When you print out your credit report in its entirety, the big stack of papers can be a little daunting. You can probably tell if you’ve got a great score, or one that could use a little improvement, but what does all the extra information mean? And how can you use the information contained in your credit report to improve your score and repair your credit?
There’s more to a credit report than just the score. If you have a low score, then the key to improving it lies within the report itself. Here are 6 steps to unlocking the secrets of your credit report and finding ways to improve your score.
Step 1: Double Check Your Personal Information for Errors
At the top of your report is personal information that identifies you, including your name, present and past addresses, and employment info. If any of this is inaccurate it could negatively impact your score, so double check every little detail to make sure it’s correct. A misspelled name or incorrect address could mean that someone else’s credit history is being included on your report.
When you spot errors, these are the easiest to fix. You can send a credit dispute letter to the credit bureaus or get the help of a credit repair company. The credit bureaus are required by law to fix any errors to your report in a timely manner, and at no cost to you.
Step 2: Review Your Credit Summary
The next portion of your credit report is your credit summary. It provides an overview of the report, including the types of accounts, number of current and delinquent accounts, and your total amount of debt.
This section gives you a broad idea of what you’re working with: how much debt you have, number of opened and closed accounts, etc.
Step 3: Review Your Account History
Now we’ve reached the Account History portion of your credit report, which contains the most information by far. Here you’ll dive into all the details of all your accounts, even ones that have been closed for years.
Here’s what to look for:
- Date Opened: Older accounts can improve your score since it shows you have established credit history, but only if you’ve stayed current with your payments.
- Responsibility: This section lets you know if the account is individual, joint, or if you have authorized users. If it’s joint, then your score may be affected by the person with whom you share the account.
- Balance: How much is currently owed. Check for accuracy.
- Credit limit: Ideally, your revolving balance shouldn’t be more than 10% of your credit limit – any higher and it starts to negatively affect your score.
- Past Due: Lets you know if you’re currently past due (or past due on the date that your creditor reported it to the credit bureau).
- Payment Status: Whether you’re current or past due.
- Remarks: Here you can read any special remarks you creditor put in (if they chose to).
- Payment History: This part is crucial. It shows a timeline of your payments, and if any were past-due (which is a big factor in determining your score).

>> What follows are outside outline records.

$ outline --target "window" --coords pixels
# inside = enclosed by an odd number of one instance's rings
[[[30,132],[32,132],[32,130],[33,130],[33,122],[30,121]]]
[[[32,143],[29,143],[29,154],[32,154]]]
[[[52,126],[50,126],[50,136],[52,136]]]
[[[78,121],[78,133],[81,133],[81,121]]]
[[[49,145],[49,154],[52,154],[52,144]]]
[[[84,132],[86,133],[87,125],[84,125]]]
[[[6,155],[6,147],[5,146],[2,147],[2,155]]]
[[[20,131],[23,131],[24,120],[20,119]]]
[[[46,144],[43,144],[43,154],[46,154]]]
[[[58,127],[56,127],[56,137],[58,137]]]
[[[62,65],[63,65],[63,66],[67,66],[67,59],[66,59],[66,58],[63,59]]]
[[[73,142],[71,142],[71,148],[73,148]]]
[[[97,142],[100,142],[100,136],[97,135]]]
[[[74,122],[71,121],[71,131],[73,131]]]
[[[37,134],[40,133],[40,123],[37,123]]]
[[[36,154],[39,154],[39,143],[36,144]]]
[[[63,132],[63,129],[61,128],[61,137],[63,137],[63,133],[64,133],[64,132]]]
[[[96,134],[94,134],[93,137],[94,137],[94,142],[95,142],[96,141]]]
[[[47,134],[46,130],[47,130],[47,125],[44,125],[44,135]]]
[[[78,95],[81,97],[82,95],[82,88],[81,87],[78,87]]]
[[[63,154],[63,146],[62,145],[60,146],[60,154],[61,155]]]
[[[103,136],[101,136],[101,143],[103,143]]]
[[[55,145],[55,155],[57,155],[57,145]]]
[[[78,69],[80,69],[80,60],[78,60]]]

Look for any errors in this information, because if you find any mistakes or typos then you can improve your credit score simply by bringing it to the attention of the credit bureau (they’ll typically open up an investigation and contact the creditor in question). However, if everything is accurate, then you the have to look for other ways to improve your score, such as paying down your debt, making payments on time, and waiting for negative factors to be removed automatically (which takes anywhere from 7 to 10 years).
Step 4: Public Records
Here you’ll find information on any bankruptcies, tax liens, and even unpaid child support (in some states). With any luck, you won’t have anything reported here, but if you do have a bankruptcy or other public record you could be in for a wait of 10 years before it’s removed.
Consulting with a professional credit repair firm can help you better understand your options if you have anything reported in the Public Records section.
Step 5: Credit Inquiries
Finally, you have a list of all the people or organizations who have requested your credit report over the last 2 years. Too many inquiries can negatively impact your score, and so applying for several loans all at once could potentially take your score down a notch or two.
Step 6: Get a Free Credit Consultation
Most credit repair companies will offer a free initial credit consultation, typically over the phone. They can help you decide which actions will be right for you, but remember: credit repair companies are most effective when there are actual errors on your report. If everything is accurate, then you may just have to buckle down and practice some disciplined budgeting.